On Thu, Apr 23, 2015 at 7:27 PM, Sebastian Kurscheid < notifications@github.com> wrote:

Hi Tao, I will sub sample from the BAM files and check if the error re-produces. If that's the case I am happy to share them with you.
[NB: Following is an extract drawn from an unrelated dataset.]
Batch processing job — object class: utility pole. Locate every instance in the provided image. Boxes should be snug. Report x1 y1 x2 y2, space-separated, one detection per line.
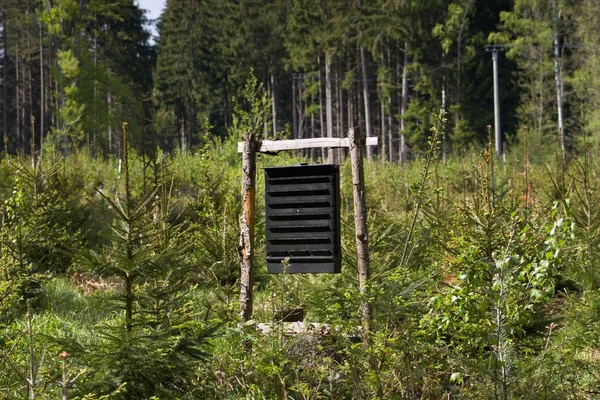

Cheers, Sebastian

On Wed, Apr 22, 2015 at 1:43 PM -0700, "Tao Liu (τν)" < notifications@github.com> wrote:

Hi lopatica and skurscheid,

Do any of you have some small dataset that I can use to reproduce the error?

Best,

Tao

— Reply to this email directly or view it on GitHub.

— Reply to this email directly or view it on GitHub https://github.com/taoliu/MACS/issues/74#issuecomment-95746629.

Graham D Johnson Graduate Research Assistant Center for Molecular Medicine and Genetics Wayne State University School of Medicine Detroit MI 48201 USA

Phone: 313-577-0765 FAX: 313-577-8554 — Reply to this email directly or view it on GitHub.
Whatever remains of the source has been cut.